Now we have pruned half of the neurons, and kept most of the accuracy!  Let's compare this to a model of the same size run from scratch.  

In [None]:
clfSmall = MLPClassifier(k,random_state=1, max_iter=300).fit(X_train, y_train)
print("Smaller Model Training Accuracy: {}%".format(round(clfSmall.score(X_train, y_train)*100,2)))
print("Smaller Model Test Accuracy: {}%".format(round(clfSmall.score(X_test, y_test)*100,2)))

While this is a single trial, and not statistically significant, we have shown that we can prune a larger network and keep most of the accuracy in a way that can be better than or competitive with a smaller model trained from scratch!

Finally, let's look at the accuracy of the model.  We can actually make some guarantees about how much our pruning method will change what comes out.  

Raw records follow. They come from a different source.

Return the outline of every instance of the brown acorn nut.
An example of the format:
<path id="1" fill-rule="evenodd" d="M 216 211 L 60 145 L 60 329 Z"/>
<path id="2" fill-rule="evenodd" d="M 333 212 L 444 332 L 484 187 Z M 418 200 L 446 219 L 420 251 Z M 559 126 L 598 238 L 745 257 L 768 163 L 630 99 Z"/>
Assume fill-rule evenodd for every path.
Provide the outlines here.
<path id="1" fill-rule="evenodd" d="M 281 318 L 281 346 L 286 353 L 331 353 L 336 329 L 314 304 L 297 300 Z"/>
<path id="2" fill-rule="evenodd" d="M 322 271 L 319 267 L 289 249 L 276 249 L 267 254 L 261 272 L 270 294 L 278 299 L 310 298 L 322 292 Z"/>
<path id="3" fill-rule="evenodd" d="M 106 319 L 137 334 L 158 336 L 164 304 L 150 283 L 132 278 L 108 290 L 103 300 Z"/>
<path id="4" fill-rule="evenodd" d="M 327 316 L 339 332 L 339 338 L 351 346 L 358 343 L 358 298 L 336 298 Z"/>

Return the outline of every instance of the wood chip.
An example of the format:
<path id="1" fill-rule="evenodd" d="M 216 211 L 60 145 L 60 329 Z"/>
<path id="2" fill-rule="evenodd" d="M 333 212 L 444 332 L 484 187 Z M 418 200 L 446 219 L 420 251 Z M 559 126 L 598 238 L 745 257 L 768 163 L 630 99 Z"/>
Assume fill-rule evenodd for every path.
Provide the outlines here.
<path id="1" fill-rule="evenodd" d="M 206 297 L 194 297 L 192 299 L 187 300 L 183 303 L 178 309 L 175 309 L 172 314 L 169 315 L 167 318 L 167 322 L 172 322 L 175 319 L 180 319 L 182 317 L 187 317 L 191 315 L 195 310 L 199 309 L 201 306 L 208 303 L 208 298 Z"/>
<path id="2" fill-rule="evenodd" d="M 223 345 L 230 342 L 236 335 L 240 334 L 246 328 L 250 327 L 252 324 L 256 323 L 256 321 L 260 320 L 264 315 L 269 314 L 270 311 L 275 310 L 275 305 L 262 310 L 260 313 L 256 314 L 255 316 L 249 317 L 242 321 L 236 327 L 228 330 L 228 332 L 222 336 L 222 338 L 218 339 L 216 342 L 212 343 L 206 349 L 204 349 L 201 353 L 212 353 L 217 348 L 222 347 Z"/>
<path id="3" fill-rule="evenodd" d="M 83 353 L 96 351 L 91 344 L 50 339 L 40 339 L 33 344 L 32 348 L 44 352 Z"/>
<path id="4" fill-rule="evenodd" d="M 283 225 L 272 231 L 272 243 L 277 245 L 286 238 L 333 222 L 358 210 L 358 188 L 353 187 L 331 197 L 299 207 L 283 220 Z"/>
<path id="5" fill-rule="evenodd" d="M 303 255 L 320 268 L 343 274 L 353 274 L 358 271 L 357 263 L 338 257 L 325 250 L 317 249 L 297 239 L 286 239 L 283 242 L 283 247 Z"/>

Remember that the error on our interpolative decomposition as calculated by the column-pivoted QR was $||R_{22}||$. 

Let's check that below.  

In [None]:
print(scipy.linalg.norm(R[k:None, k:None], ord=2))

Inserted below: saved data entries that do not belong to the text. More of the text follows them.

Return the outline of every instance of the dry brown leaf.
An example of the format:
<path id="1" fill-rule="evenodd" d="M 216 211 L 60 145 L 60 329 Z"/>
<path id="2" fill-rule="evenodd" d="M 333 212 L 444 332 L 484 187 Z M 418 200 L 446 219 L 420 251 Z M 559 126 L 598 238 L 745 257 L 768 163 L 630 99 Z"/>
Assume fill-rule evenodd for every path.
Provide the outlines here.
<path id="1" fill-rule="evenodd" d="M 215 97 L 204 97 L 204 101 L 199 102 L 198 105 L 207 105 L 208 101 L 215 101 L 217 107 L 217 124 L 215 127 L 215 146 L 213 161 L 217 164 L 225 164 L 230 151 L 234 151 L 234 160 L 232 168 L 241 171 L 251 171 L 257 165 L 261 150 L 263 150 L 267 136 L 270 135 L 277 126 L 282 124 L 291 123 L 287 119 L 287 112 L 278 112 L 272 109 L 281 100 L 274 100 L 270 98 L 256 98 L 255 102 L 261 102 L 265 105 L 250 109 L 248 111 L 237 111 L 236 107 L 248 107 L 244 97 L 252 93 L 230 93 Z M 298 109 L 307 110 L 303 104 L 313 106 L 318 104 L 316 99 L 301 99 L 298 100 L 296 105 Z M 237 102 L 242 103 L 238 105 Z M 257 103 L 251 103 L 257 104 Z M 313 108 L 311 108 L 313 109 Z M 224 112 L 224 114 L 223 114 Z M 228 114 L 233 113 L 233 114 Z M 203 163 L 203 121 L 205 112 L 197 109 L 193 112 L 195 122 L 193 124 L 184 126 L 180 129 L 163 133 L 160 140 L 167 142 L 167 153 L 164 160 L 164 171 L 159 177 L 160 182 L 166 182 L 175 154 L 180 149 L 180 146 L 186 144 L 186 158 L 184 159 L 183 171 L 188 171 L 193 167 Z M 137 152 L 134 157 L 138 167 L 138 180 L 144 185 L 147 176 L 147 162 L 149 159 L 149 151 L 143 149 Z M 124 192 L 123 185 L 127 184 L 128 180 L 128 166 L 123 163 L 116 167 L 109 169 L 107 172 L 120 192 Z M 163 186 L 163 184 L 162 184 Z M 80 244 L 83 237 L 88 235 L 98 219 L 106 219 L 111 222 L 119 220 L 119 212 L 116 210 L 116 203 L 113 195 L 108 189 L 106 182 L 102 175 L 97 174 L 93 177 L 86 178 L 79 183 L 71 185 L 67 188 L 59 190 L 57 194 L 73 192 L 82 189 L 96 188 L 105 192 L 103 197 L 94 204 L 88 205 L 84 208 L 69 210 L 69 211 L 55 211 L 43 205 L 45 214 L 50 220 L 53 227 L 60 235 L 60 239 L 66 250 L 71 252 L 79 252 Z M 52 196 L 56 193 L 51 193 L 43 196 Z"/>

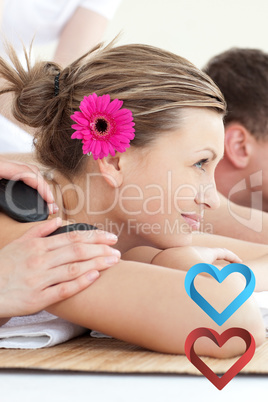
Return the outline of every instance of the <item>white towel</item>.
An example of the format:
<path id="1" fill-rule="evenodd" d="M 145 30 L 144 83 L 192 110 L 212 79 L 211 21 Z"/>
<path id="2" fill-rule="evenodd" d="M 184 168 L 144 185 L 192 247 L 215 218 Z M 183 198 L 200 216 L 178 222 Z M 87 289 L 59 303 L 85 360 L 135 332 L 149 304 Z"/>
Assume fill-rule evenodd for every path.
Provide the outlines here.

Z=np.maximum(X_train@W+b, 0)
Zprime=np.maximum(X_train@Wk+bk, 0)
Zprime=(Zprime@T)

print(scipy.linalg.norm(Z-Zprime, ord=2))


In the worst possible case, this error could be exactly aligned with $U$.  Therefore, we can use the Cauchy-Schwartz inequality:  $||R_{22}U||\leq||U||\ ||R_{22}||$

Again, we can check this below.  



In [None]:
Uz=Z@U
UZprime=Zprime@U
print("norm of R22 U")
print(scipy.linalg.norm(Uz-UZprime, ord=2))
print("norm of R22 times norm of U")
print(scipy.linalg.norm(U, ord=2)*scipy.linalg.norm(R[k:None, k:None], ord=2))

Since the error $||R_{22}U||$ is much smaller than the maximum error, we have found that we do much better than the worst case!  

Overall, we can easily extend this method to multi-hidden-layer networks by writing them as multiplications of matrices, and then applying interpolative decompositions.  Convolutional networks (which are more commonly used for images) can be more difficult, but are doable.  

Finally, let's compare the compute times for each network:  



In [None]:
import time
start=time.time()
clf.score(X_train, y_train)
print("Time for big network:  {}s".format(time.time()-start))
start=time.time()
pruned.score(X_train, y_train)
print("Time for pruned network:  {}s".format(time.time()-start))

We have significantly reduced the time for our network to classify data points by pruning it and reducing the number of parameters!